Я стоял у огромного разбитого окна на втором этаже, в бывшей библиотеке, вглядываясь в предрассветный туман, густой и молочный, стелющийся между вековыми, темными соснами. Лес был нашим единственным союзником и одновременно вечной, безмолвной угрозой — в его непроглядной, мшистой гуще мог скрываться кто угодно. Внизу, в главной зале, Альфред, похожий на растрепанного гения-затворника, копался в остатках своего «Генератора», пытаясь понять, какая именно формула или спайка привела к катастрофе. Лия и Алина почти бесшумно пытались навести подобие порядка в этом царстве запустения, их движения были медленными, автоматическими, лишенными всякой надежды.


Именно в этот момент мертвящую, гробовую тишину разорвал отдалённый, но неумолимо приближающийся рокот мотора. Он не был грубым рёвом министерского внедорожника или военизированного джипа. Это было низкое, ворчащее, неторопливое урчание старого, но выносливого и мощного двигателя.


Ледяная стрела пронзила меня, заставив замереть на месте. Внизу все тоже замерли. Альфред выронил паяльник, который с тихим шипением увяз в половице. Лия застыла с пыльной тряпкой в замершей руке. Алина инстинктивно прижалась к холодной каменной стене, её глаза, огромные и испуганные, расширились от чистого, животного ужаса.

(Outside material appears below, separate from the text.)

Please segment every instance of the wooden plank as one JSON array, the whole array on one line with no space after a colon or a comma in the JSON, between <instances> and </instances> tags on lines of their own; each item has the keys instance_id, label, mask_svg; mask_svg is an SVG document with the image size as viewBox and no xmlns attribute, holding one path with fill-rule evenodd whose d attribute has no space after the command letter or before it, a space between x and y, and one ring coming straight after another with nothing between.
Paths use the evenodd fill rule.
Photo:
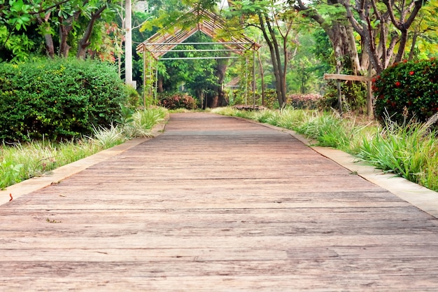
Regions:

«Нет. Не может быть. Этого не может быть. Никто не знал… Никто! Как они нас нашли?»


Я резким, отрывистым жестом приказал им замереть и не издавать ни звука. Сердце колотилось в груди с такой бешеной силой, что, казалось, его глухой, частый стук слышен на всю округу. Я пригнулся к подоконнику, затаив дыхание, стараясь разглядеть сквозь пелену тумана и спутанные ветви древних сосен.


Из густой, почти осязаемой утренней дымки медленно, словно призрак, выползло авто. Не современный министерский внедорожник с тонированными стеклами, не полицейская машина с мигалками. Это был старый, брутального вида «Волга» ГАЗ-21 цвета выцветшей хаки, вся в толстых слоях пыли и засохшей грязи, с потёртыми боками и чуть покосившейся решёткой радиатора. Она выглядела как артефакт, как призрак из другого времени, затерявшийся в нашем. Машина остановилась метрах в пятидесяти от дома, замерла, и её двигатель с последним вздохом заглох.

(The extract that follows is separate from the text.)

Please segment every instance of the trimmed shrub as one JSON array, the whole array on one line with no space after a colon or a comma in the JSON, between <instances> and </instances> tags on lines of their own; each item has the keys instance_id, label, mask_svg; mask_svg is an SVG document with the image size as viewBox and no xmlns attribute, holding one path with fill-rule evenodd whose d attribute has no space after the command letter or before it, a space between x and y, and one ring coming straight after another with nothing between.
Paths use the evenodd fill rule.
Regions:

Тишина вернулась, но теперь она была в десять раз более зловещей, налитой ожиданием и скрытой угрозой.


— Кто это? — прошептала Алина, её голос дрожал, сливаясь с шелестом утреннего ветра за окном.


— Не знаю, — сквозь стиснутые зубы ответил я, сжимая рукоятку спрятанного за поясом стилета до побеления костяшек. — Но они нашли нас. Готовьтесь. Возможно, нас ждёт новая битва. Возможно, наш последний бой. Лия — ты за правую сторону, я — за левую. Альфред, ты в центр и если будет стрельба — падай на пол и не поднимайся, пока я не полам сигнала


Мы застыли в ожидании, превратившись в немые, напряжённые статуи. Я мысленно прорабатывал варианты отступления, пути к бегству вглубь леса, оценивал каждого как боевую единицу. Альфред — боец, но его изобретательность может создать нужные помехи. Лия — решительна, отчаянна, но неопытна в настоящем бою. Алину… Алину нужно будет любой ценой вытащить живой.

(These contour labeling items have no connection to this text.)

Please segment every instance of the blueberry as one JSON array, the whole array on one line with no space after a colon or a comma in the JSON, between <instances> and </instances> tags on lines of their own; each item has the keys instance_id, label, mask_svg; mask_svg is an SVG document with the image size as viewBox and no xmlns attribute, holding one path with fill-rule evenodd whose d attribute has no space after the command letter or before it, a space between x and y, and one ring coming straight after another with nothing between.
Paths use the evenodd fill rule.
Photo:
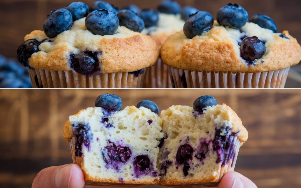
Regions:
<instances>
[{"instance_id":1,"label":"blueberry","mask_svg":"<svg viewBox=\"0 0 301 188\"><path fill-rule=\"evenodd\" d=\"M182 19L186 20L192 15L199 11L197 9L190 6L184 7L182 9L181 16Z\"/></svg>"},{"instance_id":2,"label":"blueberry","mask_svg":"<svg viewBox=\"0 0 301 188\"><path fill-rule=\"evenodd\" d=\"M24 41L18 48L17 54L19 62L24 66L29 66L28 59L33 54L40 51L40 42L35 39L29 39Z\"/></svg>"},{"instance_id":3,"label":"blueberry","mask_svg":"<svg viewBox=\"0 0 301 188\"><path fill-rule=\"evenodd\" d=\"M177 14L181 13L181 6L175 1L164 0L158 7L158 10L162 13Z\"/></svg>"},{"instance_id":4,"label":"blueberry","mask_svg":"<svg viewBox=\"0 0 301 188\"><path fill-rule=\"evenodd\" d=\"M138 108L143 106L150 110L152 112L158 115L159 114L159 107L158 106L152 101L146 100L143 100L138 103L137 108Z\"/></svg>"},{"instance_id":5,"label":"blueberry","mask_svg":"<svg viewBox=\"0 0 301 188\"><path fill-rule=\"evenodd\" d=\"M137 171L143 171L150 168L150 162L146 155L138 156L134 159L134 166Z\"/></svg>"},{"instance_id":6,"label":"blueberry","mask_svg":"<svg viewBox=\"0 0 301 188\"><path fill-rule=\"evenodd\" d=\"M71 13L73 21L86 17L90 13L88 5L82 2L71 3L65 8Z\"/></svg>"},{"instance_id":7,"label":"blueberry","mask_svg":"<svg viewBox=\"0 0 301 188\"><path fill-rule=\"evenodd\" d=\"M95 106L110 111L119 111L122 107L122 100L115 95L102 95L96 99Z\"/></svg>"},{"instance_id":8,"label":"blueberry","mask_svg":"<svg viewBox=\"0 0 301 188\"><path fill-rule=\"evenodd\" d=\"M255 36L246 37L240 45L241 57L250 63L261 58L266 51L263 42Z\"/></svg>"},{"instance_id":9,"label":"blueberry","mask_svg":"<svg viewBox=\"0 0 301 188\"><path fill-rule=\"evenodd\" d=\"M177 162L180 164L186 163L187 161L192 159L193 148L190 145L185 144L179 147L175 156Z\"/></svg>"},{"instance_id":10,"label":"blueberry","mask_svg":"<svg viewBox=\"0 0 301 188\"><path fill-rule=\"evenodd\" d=\"M95 35L112 35L118 29L119 20L113 12L103 9L95 11L86 18L86 27Z\"/></svg>"},{"instance_id":11,"label":"blueberry","mask_svg":"<svg viewBox=\"0 0 301 188\"><path fill-rule=\"evenodd\" d=\"M70 29L72 26L73 20L71 13L67 9L61 8L48 15L48 18L44 23L43 29L47 36L54 38Z\"/></svg>"},{"instance_id":12,"label":"blueberry","mask_svg":"<svg viewBox=\"0 0 301 188\"><path fill-rule=\"evenodd\" d=\"M83 144L90 148L90 142L93 137L93 134L91 133L91 127L88 125L79 123L72 125L73 134L76 139L75 143L75 155L81 157L82 147Z\"/></svg>"},{"instance_id":13,"label":"blueberry","mask_svg":"<svg viewBox=\"0 0 301 188\"><path fill-rule=\"evenodd\" d=\"M213 17L209 12L199 11L193 14L184 25L184 33L188 38L192 39L207 32L213 26Z\"/></svg>"},{"instance_id":14,"label":"blueberry","mask_svg":"<svg viewBox=\"0 0 301 188\"><path fill-rule=\"evenodd\" d=\"M278 30L274 20L264 14L255 14L251 17L249 22L256 23L262 28L271 29L274 33L277 32Z\"/></svg>"},{"instance_id":15,"label":"blueberry","mask_svg":"<svg viewBox=\"0 0 301 188\"><path fill-rule=\"evenodd\" d=\"M216 15L216 20L220 25L236 29L244 26L248 18L246 10L236 4L228 4L221 8Z\"/></svg>"},{"instance_id":16,"label":"blueberry","mask_svg":"<svg viewBox=\"0 0 301 188\"><path fill-rule=\"evenodd\" d=\"M119 25L124 26L132 31L141 32L144 29L144 21L136 13L132 11L120 11L117 16L119 19Z\"/></svg>"},{"instance_id":17,"label":"blueberry","mask_svg":"<svg viewBox=\"0 0 301 188\"><path fill-rule=\"evenodd\" d=\"M144 21L146 27L156 26L159 21L159 14L153 10L144 10L140 16Z\"/></svg>"},{"instance_id":18,"label":"blueberry","mask_svg":"<svg viewBox=\"0 0 301 188\"><path fill-rule=\"evenodd\" d=\"M206 95L201 97L195 100L193 103L193 109L197 112L203 112L207 107L217 105L217 102L214 97L209 95Z\"/></svg>"},{"instance_id":19,"label":"blueberry","mask_svg":"<svg viewBox=\"0 0 301 188\"><path fill-rule=\"evenodd\" d=\"M99 70L99 66L97 58L92 53L80 53L71 60L71 68L82 74L92 75Z\"/></svg>"},{"instance_id":20,"label":"blueberry","mask_svg":"<svg viewBox=\"0 0 301 188\"><path fill-rule=\"evenodd\" d=\"M135 5L131 4L124 8L124 9L130 10L134 12L140 14L141 12L141 9L140 8Z\"/></svg>"},{"instance_id":21,"label":"blueberry","mask_svg":"<svg viewBox=\"0 0 301 188\"><path fill-rule=\"evenodd\" d=\"M98 10L105 9L112 11L115 14L117 14L119 10L109 3L102 1L97 1L92 4L90 6L91 12Z\"/></svg>"}]
</instances>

И вот, после бесконечно долгой паузы, дверь со стороны водителя со скрипом, похожим на предсмертный хрип, открылась. Из машины вышел человек. Высокий, сухощавый, но не худой, а скорее жилистый и крепкий, как старый корень, одетый в длинный, поношенный плащ цвета увядшей осенней листвы. Его лицо было скрыто в глубокой тени низко надвинутого капюшона. Он не выглядел угрожающе в привычном понимании. Он не нёс на виду автомата, его поза не была боевой. Он просто стоял и смотрел на дом, и от его спокойной, недвижимой, абсолютно расслабленной фигуры веяло такой древней, первобытной, абсолютной силой, что мурашки побежали по моей коже, а во рту пересохло.


Что-то было в нём… до боли знакомое. Что-то, отзывающееся глубоко в подкорке памяти, в самых основах моего существа, в мышечной памяти, выдолбленной годами тренировок.


Он сделал шаг вперёд, затем ещё один. Его походка была абсолютно бесшумной, плавной, грациозной, кошачьей. Он не скрывал своего приближения, но и не нёс в себе никакой открытой угрозы. Он был… нейтрален. Как сама природа.


— Ребята, — тихо, едва шевеля губами, сказал я, не отрывая глаз от этой загадочной фигуры. — Не нападать. Ждать моего сигнала. Что-то тут… не так.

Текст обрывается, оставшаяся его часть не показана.